Resta immobile e mimetizzato.
Temperatura acqua
Dove pescarla
Spot migliori
Preferenza di fondale
Tipo di spot
Tecniche di pesca
Consigliate
Altre applicabili
Esche consigliate
Esche per pressione
Come pescarlo davvero
Il rombo è un predatore piatto e silenzioso, capace di sparire sul fondo fino a sembrare sabbia viva. Quando lo cerchi davvero, non insegui un pesce che pattuglia: insidi un cacciatore d’agguato che aspetta immobile e colpisce da sotto, ed è proprio questo a renderlo così affascinante.
🐟 Da sapere
Una particolarità reale del rombo è che le sue larve sono pelagiche e solo durante lo sviluppo assumono la tipica forma piatta del pesce adulto. Anche le uova sono pelagiche e galleggianti, quasi invisibili per trasparenza, un dettaglio biologico poco noto ma molto caratteristico della specie.
🌊 Dove e quando
Cercalo su fondali sabbiosi e fangosi tra costa e mare aperto, anche vicino a formazioni rocciose e vie sottomarine, in un range ampio fra 10 e 200 metri. È un pesce soprattutto notturno, solitario, più interessante da insidiare nei mesi di picco da gennaio a maggio e da settembre a dicembre; in inverno tende a spostarsi più in profondità, mentre tra aprile e giugno si riproduce fra 20 e 60 metri.
🎣 Come pescarlo davvero
La strada più concreta è la pesca a bolentino con una canna da fondo ben stabile sul fondo, filo trecciato da 20-30 lb, finale in fluorocarbon da 0,50 mm, ami del 2-3/0 e piombi da 100-200 g per restare incollati al substrato.
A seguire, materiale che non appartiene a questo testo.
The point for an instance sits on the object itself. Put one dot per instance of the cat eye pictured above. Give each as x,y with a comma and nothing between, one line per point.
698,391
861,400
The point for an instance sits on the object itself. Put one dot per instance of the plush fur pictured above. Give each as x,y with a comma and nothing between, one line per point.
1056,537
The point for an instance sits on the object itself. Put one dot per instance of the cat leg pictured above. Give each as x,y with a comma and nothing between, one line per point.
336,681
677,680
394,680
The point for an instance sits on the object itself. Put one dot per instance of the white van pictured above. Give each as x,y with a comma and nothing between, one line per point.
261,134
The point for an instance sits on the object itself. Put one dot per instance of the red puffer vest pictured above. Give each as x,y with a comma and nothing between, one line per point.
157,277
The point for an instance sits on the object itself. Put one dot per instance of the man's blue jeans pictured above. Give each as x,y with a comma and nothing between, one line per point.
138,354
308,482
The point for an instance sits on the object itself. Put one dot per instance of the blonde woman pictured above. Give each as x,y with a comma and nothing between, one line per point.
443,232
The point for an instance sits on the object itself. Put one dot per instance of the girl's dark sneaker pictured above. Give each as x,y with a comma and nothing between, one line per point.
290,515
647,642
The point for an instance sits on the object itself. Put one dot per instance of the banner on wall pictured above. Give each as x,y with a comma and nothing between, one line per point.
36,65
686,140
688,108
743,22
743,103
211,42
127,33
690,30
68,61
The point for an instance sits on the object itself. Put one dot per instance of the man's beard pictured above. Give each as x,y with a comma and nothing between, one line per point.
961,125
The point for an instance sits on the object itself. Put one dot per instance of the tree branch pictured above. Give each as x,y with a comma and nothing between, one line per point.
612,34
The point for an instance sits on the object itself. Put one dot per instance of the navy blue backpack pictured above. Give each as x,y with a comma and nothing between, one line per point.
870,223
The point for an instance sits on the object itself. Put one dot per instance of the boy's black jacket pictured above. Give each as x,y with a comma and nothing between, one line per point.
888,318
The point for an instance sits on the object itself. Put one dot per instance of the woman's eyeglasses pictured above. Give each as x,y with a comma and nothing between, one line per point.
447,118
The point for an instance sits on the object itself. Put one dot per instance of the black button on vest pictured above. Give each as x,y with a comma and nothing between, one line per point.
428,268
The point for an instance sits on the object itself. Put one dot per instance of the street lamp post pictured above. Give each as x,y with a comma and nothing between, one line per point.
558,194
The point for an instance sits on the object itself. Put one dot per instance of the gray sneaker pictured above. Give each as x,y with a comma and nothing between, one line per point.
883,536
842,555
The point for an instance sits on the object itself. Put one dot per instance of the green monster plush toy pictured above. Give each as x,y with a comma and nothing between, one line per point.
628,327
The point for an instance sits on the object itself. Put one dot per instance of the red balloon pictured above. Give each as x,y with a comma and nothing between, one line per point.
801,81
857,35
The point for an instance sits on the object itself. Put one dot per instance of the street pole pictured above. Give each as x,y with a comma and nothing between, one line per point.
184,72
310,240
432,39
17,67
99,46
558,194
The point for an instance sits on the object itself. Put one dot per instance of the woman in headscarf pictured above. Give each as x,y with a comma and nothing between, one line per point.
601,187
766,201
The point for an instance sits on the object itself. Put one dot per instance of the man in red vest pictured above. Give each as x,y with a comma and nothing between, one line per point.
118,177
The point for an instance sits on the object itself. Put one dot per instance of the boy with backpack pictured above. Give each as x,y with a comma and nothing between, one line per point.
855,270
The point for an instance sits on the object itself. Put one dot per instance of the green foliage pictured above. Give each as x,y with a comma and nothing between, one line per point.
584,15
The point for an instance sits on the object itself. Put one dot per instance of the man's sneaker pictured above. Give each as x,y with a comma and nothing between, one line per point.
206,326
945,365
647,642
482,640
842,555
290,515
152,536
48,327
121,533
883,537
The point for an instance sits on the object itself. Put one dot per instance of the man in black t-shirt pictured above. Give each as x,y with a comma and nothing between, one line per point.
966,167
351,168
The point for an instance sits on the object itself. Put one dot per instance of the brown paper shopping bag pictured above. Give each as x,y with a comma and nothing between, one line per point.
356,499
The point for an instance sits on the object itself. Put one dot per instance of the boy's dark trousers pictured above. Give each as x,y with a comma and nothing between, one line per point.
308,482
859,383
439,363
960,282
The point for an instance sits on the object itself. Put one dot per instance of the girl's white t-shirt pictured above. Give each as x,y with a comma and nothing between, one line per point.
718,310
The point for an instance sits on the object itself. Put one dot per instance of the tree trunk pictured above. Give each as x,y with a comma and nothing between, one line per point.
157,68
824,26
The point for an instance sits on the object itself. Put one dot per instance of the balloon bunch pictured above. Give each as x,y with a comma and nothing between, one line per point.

Le esche più sensate sono gamberi, seppioline, anelli di calamaro e pezzi di pesce: presentale rasenti al fondo, dove il rombo resta semisepolto in attesa, e prepara il recupero a una resistenza più di peso che di fughe.
💡 Il dettaglio che fa la differenza
Il consiglio che fa davvero differenza è pensare al punto di posa più che al movimento dell’esca: il rombo caccia da fermo e si mimetizza su sabbia o fango, quindi un’esca appoggiata con precisione nei corridoi di fondo, ai margini di una zona rocciosa o di una via sottomarina, è spesso più convincente di una presentazione troppo irrequieta.
Consigli di cattura
- Combattimento
- Quando allamato, il Rombo offre una resistenza moderata, sfruttando la corrente e la forma appiattita per opporsi al pescatore.
- Manipolazione
- Utilizzare panni umidi per tenerlo fermo e evitare di danneggiare la pelle priva di squame.
- Rilascio
- Controllare che il pesce sia intatto e vitale; reintrodurlo delicatamente vicino al fondale.
Curiosità e cultura
- Record di cattura
- Taglia massima documentata: fino a circa 100 cm e 25 kg (fonte: FishBase). Il record IGFA All-Tackle per questa specie risulta attualmente vacante.
- In cucina
- Utilizzato in numerose ricette tradizionali come il Rombo al forno con patate e aromi mediterranei.
- Note culturali
- Il Rombo è spesso celebrato in fiabe e racconti come un pesce magico che realizza desideri.
- Cenni storici
- Il Rombo è stato pescato sin dall'antichità per la sua carne pregiata, molto apprezzata dai nobili romani.